1- create TWO Static Default Routes at Both COs pointing to the Internet Edge, Make sure You have Tracking (IP SLA) for those Static Default Routes. This is to make sure the routes are removed from the routing table once tracking failed.

2- Have an IBGP Configured between Your COs.

3- Redistribute the Static Default Routes you have created at Both COs Into BGP, but Make Sure CO2 advertises it with Lower MED Value and CO2 advertises it with Higher MED Value.

With the above, you ensure every location uses its own Internet Link and fail back to the Secondary site incase of a failure, this will also ensure it returns back to the original link if it comes back online.

Also the above ensures Remote Sites always uses CO2 as an exit point to the Internet and fail over to CO1 incase of a failure. Why? Becaue if CO2 Internet Link is down , it should be recieving a default from CO1, once its back up onlie, it should use its own static default to the Internet.

Regards,

Mohamed

The solution I came up with is a bit of a hybrid of both Mohamed and Marwan's offerings;

Ultimately, the solution I came up with was to use a static IP SLA tracked static route at the CE MPLS edge devices in CO1 and CO2, in each case, the IP SLA monitor uses an ICMP-echo to each COs ISP gateway interface.

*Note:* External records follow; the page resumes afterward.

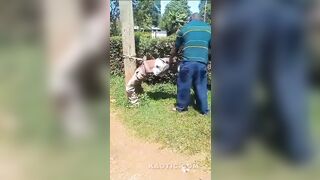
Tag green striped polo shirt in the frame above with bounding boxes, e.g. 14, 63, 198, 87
175, 20, 211, 64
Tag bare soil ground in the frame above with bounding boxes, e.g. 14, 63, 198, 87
110, 110, 211, 180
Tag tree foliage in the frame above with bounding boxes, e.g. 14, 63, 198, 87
160, 0, 191, 35
134, 0, 161, 29
199, 0, 211, 24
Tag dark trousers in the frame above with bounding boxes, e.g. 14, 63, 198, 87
212, 1, 310, 162
177, 61, 209, 114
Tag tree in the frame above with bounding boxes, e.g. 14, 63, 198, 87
110, 0, 121, 36
110, 0, 138, 36
134, 0, 161, 29
160, 0, 191, 35
199, 0, 211, 24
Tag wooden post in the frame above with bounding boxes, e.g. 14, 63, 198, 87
119, 0, 136, 84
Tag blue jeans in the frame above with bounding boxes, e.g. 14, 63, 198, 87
212, 0, 310, 160
177, 61, 209, 114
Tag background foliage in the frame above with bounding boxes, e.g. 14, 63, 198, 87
199, 0, 211, 24
160, 0, 191, 35
110, 32, 211, 84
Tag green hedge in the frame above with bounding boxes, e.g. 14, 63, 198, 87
110, 34, 210, 84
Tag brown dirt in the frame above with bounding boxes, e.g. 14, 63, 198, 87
110, 110, 211, 180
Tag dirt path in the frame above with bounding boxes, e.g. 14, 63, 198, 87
110, 111, 210, 180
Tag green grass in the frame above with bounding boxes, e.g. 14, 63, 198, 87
110, 76, 211, 165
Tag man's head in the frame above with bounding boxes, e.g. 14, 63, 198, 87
189, 13, 202, 21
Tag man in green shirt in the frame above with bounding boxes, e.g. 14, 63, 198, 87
171, 13, 211, 114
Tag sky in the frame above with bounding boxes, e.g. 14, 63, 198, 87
161, 0, 200, 14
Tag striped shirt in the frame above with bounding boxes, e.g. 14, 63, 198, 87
175, 20, 211, 64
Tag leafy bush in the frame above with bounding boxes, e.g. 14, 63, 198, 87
110, 33, 210, 84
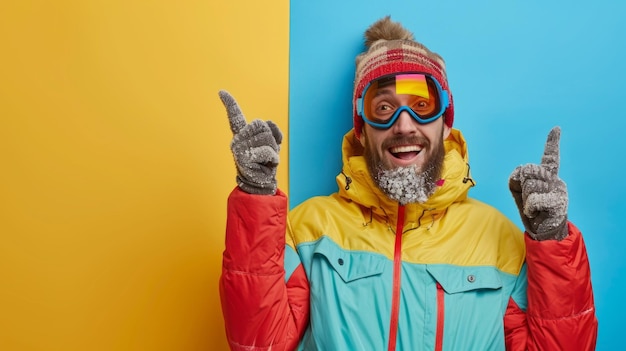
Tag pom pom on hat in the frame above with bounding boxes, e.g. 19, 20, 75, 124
352, 16, 454, 138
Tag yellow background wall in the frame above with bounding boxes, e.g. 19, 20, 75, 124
0, 0, 289, 351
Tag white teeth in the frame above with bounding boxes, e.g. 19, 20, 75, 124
389, 145, 422, 154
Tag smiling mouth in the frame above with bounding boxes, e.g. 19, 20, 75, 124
389, 145, 422, 160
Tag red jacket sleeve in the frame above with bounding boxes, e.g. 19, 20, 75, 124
505, 223, 598, 351
220, 188, 309, 350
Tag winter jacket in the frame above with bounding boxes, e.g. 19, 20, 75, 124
220, 129, 597, 351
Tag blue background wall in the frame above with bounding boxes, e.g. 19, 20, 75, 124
289, 0, 626, 350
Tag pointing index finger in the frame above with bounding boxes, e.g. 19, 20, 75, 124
219, 90, 246, 134
541, 127, 561, 174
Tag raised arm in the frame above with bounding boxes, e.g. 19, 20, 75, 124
220, 91, 309, 350
507, 127, 598, 350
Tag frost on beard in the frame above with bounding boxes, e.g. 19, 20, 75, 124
375, 165, 436, 205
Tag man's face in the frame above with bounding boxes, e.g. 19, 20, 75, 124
360, 94, 450, 204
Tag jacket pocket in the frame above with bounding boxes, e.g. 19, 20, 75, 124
313, 237, 387, 283
426, 265, 502, 294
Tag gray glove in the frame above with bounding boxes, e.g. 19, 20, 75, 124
509, 127, 568, 240
219, 90, 283, 195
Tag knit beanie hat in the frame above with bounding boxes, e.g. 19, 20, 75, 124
352, 16, 454, 138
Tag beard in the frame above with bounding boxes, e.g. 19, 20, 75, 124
364, 132, 445, 205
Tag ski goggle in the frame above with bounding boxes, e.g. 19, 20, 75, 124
356, 73, 449, 129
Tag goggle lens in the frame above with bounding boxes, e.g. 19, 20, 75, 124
357, 73, 448, 129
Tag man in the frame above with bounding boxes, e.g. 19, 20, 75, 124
220, 17, 597, 350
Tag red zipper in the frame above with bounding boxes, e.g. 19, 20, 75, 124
387, 205, 404, 351
435, 283, 445, 351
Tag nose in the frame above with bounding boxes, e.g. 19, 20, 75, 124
391, 111, 418, 134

This allows the CE MPLS routers to inject a default route into the local OSPF process for failover, pointing to the MPLS WAN rather than the local carrier interface for Internet access.

A fairly elegant little trick I came up with to ensure that the IP SLA traffic always takes the same path was to advertise the local ISP subnet via OSPF to the routers in each CO, otherwise the IP SLA may consider the ISP gateway to be up if it were able to get a response by sending the request across the WAN and out of CO2 Internet connection.

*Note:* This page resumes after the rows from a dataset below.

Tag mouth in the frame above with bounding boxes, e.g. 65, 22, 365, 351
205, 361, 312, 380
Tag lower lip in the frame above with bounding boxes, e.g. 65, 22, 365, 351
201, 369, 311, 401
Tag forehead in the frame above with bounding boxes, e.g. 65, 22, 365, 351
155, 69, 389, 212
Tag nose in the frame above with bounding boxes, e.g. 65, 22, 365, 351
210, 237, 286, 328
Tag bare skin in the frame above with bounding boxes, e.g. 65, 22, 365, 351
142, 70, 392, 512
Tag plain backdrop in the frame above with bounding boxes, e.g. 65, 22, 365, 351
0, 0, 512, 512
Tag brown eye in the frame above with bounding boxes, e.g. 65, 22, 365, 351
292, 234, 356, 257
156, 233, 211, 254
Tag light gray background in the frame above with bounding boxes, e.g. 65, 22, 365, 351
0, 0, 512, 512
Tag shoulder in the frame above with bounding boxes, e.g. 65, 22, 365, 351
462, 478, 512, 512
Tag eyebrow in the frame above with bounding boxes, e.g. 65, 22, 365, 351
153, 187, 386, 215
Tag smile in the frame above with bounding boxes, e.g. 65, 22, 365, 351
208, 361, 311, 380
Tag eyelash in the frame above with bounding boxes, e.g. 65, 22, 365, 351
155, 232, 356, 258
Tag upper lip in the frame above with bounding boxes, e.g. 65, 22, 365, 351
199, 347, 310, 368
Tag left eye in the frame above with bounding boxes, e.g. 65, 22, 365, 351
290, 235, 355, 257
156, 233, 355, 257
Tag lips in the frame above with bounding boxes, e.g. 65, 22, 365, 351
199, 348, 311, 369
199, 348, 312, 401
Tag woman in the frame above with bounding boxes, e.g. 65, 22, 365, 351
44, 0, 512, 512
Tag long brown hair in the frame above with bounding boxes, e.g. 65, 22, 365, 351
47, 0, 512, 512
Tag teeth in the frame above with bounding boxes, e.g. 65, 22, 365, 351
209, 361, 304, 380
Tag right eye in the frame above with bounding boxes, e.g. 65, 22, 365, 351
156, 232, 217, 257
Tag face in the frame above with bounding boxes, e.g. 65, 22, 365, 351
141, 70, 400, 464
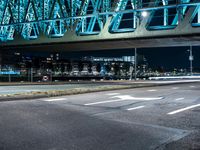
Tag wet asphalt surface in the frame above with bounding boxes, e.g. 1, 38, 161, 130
0, 83, 200, 150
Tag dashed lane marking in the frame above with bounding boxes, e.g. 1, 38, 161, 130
175, 97, 185, 101
147, 89, 158, 92
106, 93, 120, 96
84, 95, 164, 106
172, 87, 179, 90
126, 106, 145, 111
43, 98, 67, 102
168, 104, 200, 115
190, 86, 195, 88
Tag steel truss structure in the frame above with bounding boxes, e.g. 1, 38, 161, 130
0, 0, 200, 42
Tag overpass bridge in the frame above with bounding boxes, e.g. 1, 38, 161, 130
0, 0, 200, 50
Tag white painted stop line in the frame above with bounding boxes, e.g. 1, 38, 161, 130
168, 104, 200, 115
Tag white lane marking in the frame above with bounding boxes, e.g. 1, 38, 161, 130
147, 89, 157, 92
175, 97, 185, 101
172, 87, 179, 90
168, 104, 200, 115
84, 99, 126, 106
84, 95, 164, 106
44, 98, 67, 102
106, 93, 120, 96
126, 106, 145, 111
112, 95, 164, 101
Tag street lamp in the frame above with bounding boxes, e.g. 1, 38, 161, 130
142, 11, 148, 17
188, 45, 194, 76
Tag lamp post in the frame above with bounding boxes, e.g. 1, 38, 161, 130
134, 48, 137, 81
188, 45, 194, 76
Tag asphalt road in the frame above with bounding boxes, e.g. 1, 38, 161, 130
0, 83, 200, 150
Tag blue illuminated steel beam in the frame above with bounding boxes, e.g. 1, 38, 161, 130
0, 0, 200, 41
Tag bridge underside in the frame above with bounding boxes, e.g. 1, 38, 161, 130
1, 36, 200, 51
0, 0, 200, 51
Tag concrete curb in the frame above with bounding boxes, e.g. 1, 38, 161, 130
0, 81, 198, 102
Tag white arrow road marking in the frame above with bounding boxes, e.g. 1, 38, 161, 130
126, 106, 145, 111
168, 104, 200, 115
84, 95, 164, 106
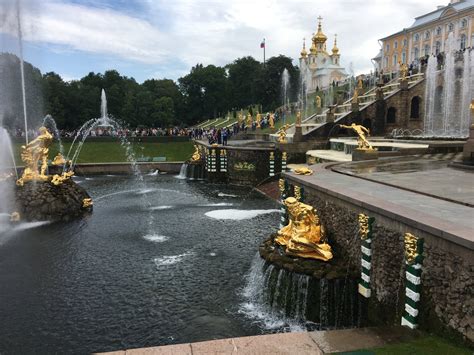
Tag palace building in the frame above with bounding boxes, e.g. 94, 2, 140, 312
373, 0, 474, 74
300, 17, 348, 93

Additionally, I'm using a route map match the default route advertised from the CO1 CE router to perform an AS-prepend, such that both COs will advertise a default route to the BGP PE peers, but Internet-bound traffic from the remote sites with flow through CO2 under 'normal' circumstances based on the AS-path.

Origianally, I did try using a higher weighted MED value to provide the BGP default routes, however, I was unable to get this to working without having the PE routers configured with the 'bgp always-compare-med' option set. As this is a global bgp parameter change, it would be difficult / unlikely that the carrier would enable this setting simply for our benefit, that said, the AS-path does work predictably and reliably.

I still have some work to do in terms of filtering the advertised routes between the MPLS WAN connections and the COs, but as it were, I am able to perform automatic failover / failback reliably.

Thank you all for the replies, this was a great learning experience putting some (what I consider to be) advanced routing techniques to use.